Commonly, when we want to lose weight we go on a “diet”. We often define diet as a reduction in food intake however, the definition of diet, according to the “Concise English Dictionary”, is “Mode of living, now only with especial reference to food.” So, diet is really lifestyle. When we say we are going to go on a “diet”, that carries a negative connotation that one must starve one self in order to lose weight. In fact, what one really needs to do is to make a lifestyle change. A lifestyle change which promotes healthier eating while improving our physical and, subsequently, our mental well being. Let’s face it, nothing improves our mental and emotional well being as seeing our reflection of our ten pound lighter selves.
Before you start your new diet you need to have a general understanding how our bodies convert food into energy and how it stores unused energy for future use. Glucose, or sugar, converted from ingested carbohydrates, is your bodies preferred source of energy, (or fuel), during daily activity. The average adults cardiovascular system has the capacity to maintain approximately 80 calories of blood glucose. When blood glucose rises beyond this level, insulin is released carrying excess glucose back to the liver where blood glucose is converted into it’s storage form, glycogen. Our liver is capable of storing 300-400 calories of glycogen. Once the liver stores are full, insulin carried glycogen is carried to muscles which require glycogen for repair from previous, strenuous activity. The final destination for excess, unused glycogen beyond this point is adipose fat tissue. So, in short, carbohydrates consumed in excess ultimately get stored INSIDE your adipose, or fat tissues as triglycerides.

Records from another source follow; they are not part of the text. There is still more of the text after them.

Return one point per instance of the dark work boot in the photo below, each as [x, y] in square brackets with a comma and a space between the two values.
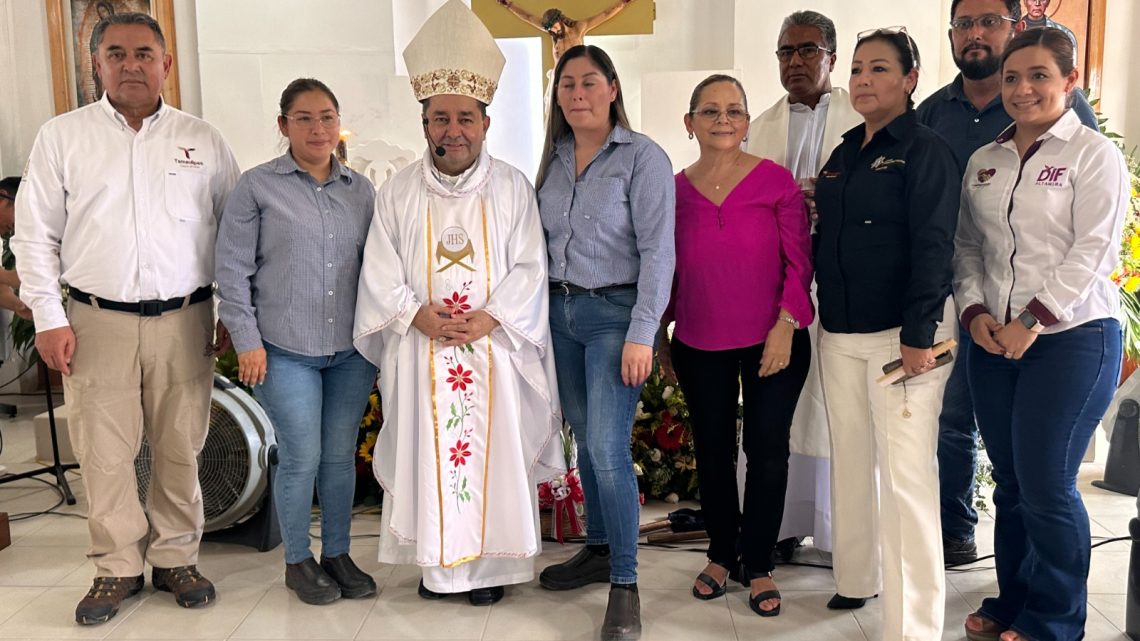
[310, 582]
[486, 595]
[623, 615]
[586, 567]
[355, 583]
[959, 553]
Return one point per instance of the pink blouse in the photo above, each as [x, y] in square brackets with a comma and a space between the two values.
[740, 262]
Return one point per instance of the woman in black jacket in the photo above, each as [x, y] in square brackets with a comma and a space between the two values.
[888, 207]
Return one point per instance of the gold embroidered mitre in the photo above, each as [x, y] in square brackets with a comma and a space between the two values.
[454, 53]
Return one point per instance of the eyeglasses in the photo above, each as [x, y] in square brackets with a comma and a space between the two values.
[733, 114]
[806, 51]
[988, 22]
[306, 121]
[889, 31]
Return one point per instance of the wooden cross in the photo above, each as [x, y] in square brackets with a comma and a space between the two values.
[635, 18]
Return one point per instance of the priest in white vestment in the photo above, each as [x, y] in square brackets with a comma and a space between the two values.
[453, 308]
[799, 131]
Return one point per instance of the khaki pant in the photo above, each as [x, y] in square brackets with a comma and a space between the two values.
[133, 375]
[886, 513]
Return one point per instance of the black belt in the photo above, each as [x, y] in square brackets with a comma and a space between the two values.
[146, 307]
[569, 289]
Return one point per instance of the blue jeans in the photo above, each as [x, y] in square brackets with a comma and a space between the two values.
[315, 404]
[588, 332]
[1036, 416]
[958, 449]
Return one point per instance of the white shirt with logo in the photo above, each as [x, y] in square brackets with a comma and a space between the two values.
[1043, 234]
[121, 214]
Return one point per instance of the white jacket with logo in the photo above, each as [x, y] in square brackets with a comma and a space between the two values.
[1043, 234]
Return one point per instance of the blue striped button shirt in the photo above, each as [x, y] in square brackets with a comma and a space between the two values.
[612, 225]
[288, 256]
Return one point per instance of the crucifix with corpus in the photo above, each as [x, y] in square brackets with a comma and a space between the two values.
[566, 26]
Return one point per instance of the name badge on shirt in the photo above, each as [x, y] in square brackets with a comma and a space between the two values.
[884, 163]
[983, 178]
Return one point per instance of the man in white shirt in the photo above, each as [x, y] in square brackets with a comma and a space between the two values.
[453, 308]
[120, 202]
[799, 131]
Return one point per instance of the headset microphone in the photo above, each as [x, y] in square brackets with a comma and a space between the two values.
[438, 148]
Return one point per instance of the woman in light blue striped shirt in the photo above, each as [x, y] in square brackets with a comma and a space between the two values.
[287, 259]
[605, 195]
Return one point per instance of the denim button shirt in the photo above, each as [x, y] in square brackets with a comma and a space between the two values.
[613, 224]
[288, 257]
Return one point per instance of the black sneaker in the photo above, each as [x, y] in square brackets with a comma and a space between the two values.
[310, 582]
[190, 589]
[840, 602]
[355, 583]
[959, 553]
[583, 568]
[106, 594]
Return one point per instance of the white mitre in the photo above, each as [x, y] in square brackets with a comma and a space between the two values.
[454, 53]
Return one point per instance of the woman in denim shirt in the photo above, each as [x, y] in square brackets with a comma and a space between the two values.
[605, 195]
[288, 253]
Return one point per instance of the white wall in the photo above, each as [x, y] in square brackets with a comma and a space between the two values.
[1121, 86]
[25, 73]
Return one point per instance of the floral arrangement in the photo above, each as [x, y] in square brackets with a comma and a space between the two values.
[367, 491]
[1128, 274]
[665, 457]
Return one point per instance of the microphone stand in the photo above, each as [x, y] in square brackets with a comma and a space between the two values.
[56, 468]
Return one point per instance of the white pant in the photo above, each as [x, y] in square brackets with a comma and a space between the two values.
[872, 444]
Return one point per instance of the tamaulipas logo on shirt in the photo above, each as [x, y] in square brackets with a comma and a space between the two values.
[1051, 176]
[188, 162]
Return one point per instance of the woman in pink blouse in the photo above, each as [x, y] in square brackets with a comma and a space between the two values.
[741, 305]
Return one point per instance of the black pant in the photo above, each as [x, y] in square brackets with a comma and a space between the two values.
[711, 382]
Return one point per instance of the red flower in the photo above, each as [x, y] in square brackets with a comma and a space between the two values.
[545, 496]
[670, 433]
[575, 484]
[459, 378]
[457, 302]
[459, 453]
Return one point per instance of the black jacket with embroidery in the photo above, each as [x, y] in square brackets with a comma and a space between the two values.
[885, 238]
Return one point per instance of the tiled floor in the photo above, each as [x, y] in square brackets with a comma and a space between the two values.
[45, 574]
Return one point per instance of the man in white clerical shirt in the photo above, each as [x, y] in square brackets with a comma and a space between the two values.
[453, 309]
[799, 131]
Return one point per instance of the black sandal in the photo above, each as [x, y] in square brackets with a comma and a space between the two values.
[718, 589]
[754, 601]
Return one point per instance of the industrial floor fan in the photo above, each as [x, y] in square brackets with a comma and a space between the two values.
[236, 470]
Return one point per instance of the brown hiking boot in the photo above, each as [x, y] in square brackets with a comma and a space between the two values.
[103, 600]
[190, 589]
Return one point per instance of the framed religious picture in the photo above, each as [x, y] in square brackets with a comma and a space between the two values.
[74, 82]
[1084, 23]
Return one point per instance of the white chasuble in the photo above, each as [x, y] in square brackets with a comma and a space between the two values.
[469, 430]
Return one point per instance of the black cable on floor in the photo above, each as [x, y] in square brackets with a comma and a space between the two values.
[51, 510]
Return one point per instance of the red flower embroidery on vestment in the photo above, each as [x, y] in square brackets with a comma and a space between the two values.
[459, 453]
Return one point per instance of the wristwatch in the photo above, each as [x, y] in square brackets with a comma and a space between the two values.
[1029, 322]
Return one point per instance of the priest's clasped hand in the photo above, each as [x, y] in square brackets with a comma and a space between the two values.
[452, 329]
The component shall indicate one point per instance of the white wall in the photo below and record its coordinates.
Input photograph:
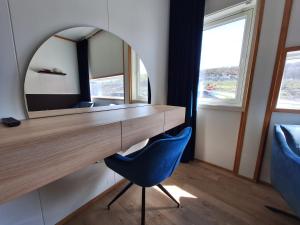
(293, 39)
(217, 132)
(11, 94)
(105, 55)
(54, 53)
(141, 23)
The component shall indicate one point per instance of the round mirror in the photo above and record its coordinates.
(84, 67)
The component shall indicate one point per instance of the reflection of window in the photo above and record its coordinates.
(141, 81)
(224, 60)
(108, 87)
(289, 95)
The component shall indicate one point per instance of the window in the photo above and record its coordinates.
(108, 87)
(289, 95)
(225, 49)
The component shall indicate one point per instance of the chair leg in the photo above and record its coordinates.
(143, 206)
(167, 193)
(275, 210)
(119, 194)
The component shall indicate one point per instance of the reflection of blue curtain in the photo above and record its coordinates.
(83, 69)
(186, 26)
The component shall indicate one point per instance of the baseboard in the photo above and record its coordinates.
(91, 202)
(229, 171)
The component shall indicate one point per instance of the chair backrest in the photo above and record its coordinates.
(159, 160)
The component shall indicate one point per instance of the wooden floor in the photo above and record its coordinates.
(209, 196)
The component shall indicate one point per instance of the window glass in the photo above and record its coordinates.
(222, 72)
(289, 95)
(108, 87)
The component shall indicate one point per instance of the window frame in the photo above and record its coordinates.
(222, 18)
(280, 72)
(110, 98)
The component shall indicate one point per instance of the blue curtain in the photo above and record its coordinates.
(185, 37)
(83, 69)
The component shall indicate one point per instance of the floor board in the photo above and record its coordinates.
(209, 196)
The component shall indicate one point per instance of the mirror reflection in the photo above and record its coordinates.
(84, 67)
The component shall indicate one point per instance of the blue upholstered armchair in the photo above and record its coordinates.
(285, 166)
(151, 165)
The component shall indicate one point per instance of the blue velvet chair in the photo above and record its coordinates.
(151, 165)
(285, 165)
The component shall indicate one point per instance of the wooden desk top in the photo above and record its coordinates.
(43, 150)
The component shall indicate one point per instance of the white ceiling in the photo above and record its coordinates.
(78, 33)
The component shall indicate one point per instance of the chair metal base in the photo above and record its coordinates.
(143, 198)
(276, 210)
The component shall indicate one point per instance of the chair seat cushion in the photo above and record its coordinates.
(292, 135)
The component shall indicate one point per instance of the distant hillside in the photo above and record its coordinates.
(224, 73)
(292, 71)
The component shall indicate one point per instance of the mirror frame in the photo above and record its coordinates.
(70, 111)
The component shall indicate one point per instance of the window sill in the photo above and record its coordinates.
(281, 110)
(230, 108)
(108, 98)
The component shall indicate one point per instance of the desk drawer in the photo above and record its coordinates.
(139, 129)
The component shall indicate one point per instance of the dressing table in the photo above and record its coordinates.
(79, 88)
(43, 150)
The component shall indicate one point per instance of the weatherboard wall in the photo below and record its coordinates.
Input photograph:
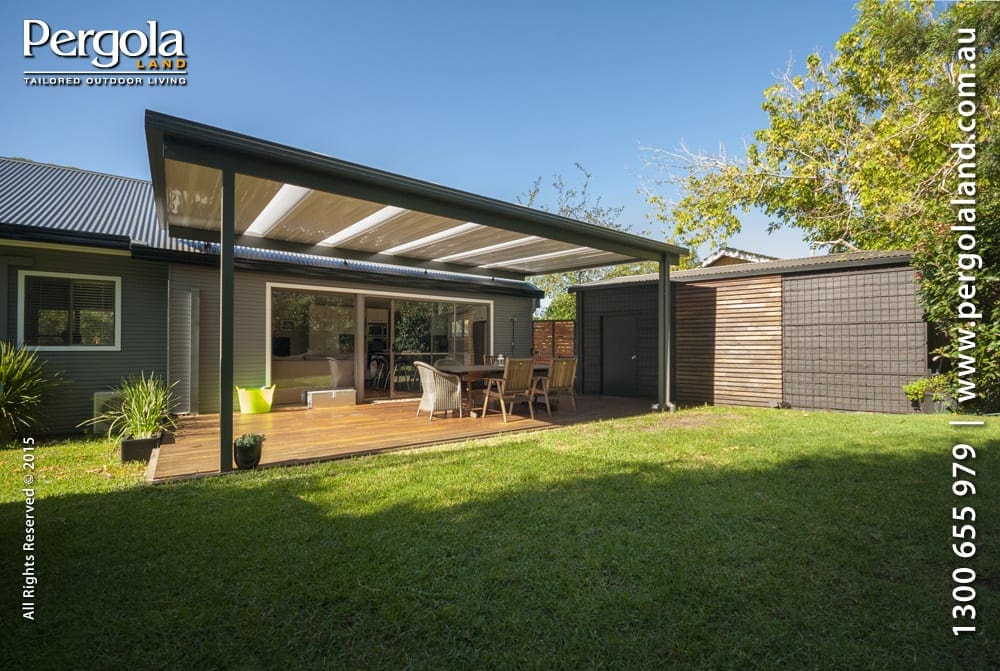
(511, 319)
(143, 329)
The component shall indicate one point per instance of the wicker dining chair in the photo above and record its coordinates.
(441, 391)
(560, 380)
(514, 386)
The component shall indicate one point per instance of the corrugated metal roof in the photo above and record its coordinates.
(82, 201)
(780, 267)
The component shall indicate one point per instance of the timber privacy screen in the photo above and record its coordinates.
(839, 332)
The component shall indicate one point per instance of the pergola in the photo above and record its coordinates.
(217, 186)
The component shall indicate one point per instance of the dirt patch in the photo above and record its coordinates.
(691, 421)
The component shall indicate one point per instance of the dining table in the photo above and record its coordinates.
(469, 373)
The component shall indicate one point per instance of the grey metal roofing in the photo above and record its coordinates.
(753, 257)
(828, 262)
(65, 199)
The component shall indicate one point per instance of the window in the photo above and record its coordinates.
(64, 311)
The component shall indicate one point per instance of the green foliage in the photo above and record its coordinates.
(563, 306)
(142, 408)
(23, 385)
(937, 385)
(248, 440)
(857, 155)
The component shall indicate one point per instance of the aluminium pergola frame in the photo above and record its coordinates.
(232, 154)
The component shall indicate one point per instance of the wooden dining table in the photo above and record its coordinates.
(469, 373)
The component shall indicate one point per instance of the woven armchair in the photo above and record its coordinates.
(441, 391)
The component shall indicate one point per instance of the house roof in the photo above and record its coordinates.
(40, 202)
(308, 203)
(732, 252)
(811, 264)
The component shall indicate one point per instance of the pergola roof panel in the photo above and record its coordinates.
(553, 262)
(320, 215)
(466, 243)
(401, 229)
(309, 203)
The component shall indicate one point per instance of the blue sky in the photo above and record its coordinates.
(484, 97)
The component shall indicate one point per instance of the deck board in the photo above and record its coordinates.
(304, 436)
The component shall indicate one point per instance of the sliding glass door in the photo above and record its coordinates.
(402, 332)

Now, before you stop ingesting carbohydrates all together and throw on a pair of running shoes to burn off all that excess adipose fat tissue, let’s slow down and talk about this a little more.
We now know ingested carbohydrates are converted into energy. We also know our cardiovascular system stores approximately 80 calories for immediate energy needs. So, instead of ingesting large amounts of carbohydrates three times daily, we should ingest smaller amounts more often so we can slowly replace our depleting blood glucose levels due to daily activity while preventing excess fuel storage in the form of triglycerides which reside in our adipose fat tissues.
So, don’t go on a “diet” and starve yourself. A prolonged, low calorie diet will lead to a slower metabolism and most likely will contribute to weight gain.
In my next blog I will follow up and explain why resistance training is critical to a successful weight loss program which will improve your overall body composition and increased weight loss.
Until then remember, “If you want it, you have to go get it.”